There is a suspicion that sections of the political right in Spain regard all this World Cup stuff as a dangerous diversion, with any Spanish success threatening their chances of evicting Zapatero at the next election. They probably slept soundly enough last night. Apart from that factor, it seems that some of the same people are upset about the Spanish national team being referred to as "La Roja".
Despite their recent dramatic swing to the left, there are still some capitalist roaders inside the Partido Popular who associate the term "La Roja" with Dolores Ibárruri; more famously known as La Pasionaria. So they are calling for a change of name, although the proposed "La Furia" doesn't really seem to fit with the languid passing game employed by the Spanish players yesterday against Switzerland. It will surprise few readers of this blog to discover that the even more ultra Grupo Intereconomía has also got involved in the debate by insisting on referring to the national team with the far more patriotic "La Rojigualda".

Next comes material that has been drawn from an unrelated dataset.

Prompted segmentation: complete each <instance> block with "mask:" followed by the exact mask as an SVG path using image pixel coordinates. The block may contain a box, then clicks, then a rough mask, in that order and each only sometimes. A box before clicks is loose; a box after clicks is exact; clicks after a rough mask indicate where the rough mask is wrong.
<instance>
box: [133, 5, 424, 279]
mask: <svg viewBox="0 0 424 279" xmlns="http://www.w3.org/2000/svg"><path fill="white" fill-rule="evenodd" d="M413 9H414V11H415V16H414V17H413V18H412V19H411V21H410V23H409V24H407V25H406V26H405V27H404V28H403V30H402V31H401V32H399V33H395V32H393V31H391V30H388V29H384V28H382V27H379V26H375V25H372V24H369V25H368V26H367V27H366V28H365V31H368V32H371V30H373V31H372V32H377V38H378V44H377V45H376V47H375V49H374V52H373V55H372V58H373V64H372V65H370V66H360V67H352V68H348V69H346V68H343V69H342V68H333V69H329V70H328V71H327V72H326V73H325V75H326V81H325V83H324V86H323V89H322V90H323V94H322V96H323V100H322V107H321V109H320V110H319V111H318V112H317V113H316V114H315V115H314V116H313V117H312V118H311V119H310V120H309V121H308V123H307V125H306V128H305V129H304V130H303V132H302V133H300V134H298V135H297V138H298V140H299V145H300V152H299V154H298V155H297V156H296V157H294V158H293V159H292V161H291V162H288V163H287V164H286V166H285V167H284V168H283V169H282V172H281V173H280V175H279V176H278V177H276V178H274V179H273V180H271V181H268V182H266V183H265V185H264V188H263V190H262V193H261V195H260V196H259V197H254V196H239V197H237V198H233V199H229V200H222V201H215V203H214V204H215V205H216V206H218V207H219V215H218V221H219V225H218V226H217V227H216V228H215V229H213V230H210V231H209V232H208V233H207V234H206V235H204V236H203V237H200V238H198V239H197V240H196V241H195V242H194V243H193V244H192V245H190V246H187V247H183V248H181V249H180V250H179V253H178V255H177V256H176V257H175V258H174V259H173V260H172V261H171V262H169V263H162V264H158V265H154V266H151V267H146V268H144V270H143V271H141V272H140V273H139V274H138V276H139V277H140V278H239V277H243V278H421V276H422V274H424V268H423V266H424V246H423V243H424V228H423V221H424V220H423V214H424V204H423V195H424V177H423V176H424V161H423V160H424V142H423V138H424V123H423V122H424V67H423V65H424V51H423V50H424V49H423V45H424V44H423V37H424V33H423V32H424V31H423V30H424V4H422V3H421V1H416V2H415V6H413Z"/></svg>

Meanwhile the Spanish press has picked up today on the way in which both The Times and The Guardian managed to use the Spanish defeat as an excuse to write about the relationship between goalkeeper Iker Casillas and the TeleCinco journalist Sara Carbonero. The pretext for leading with a nice bit of celebrity gossip was a fairly lame suggestion that the presence of Carbonero in South Africa may have affected the performance of Casillas. That's why they call it the quality press.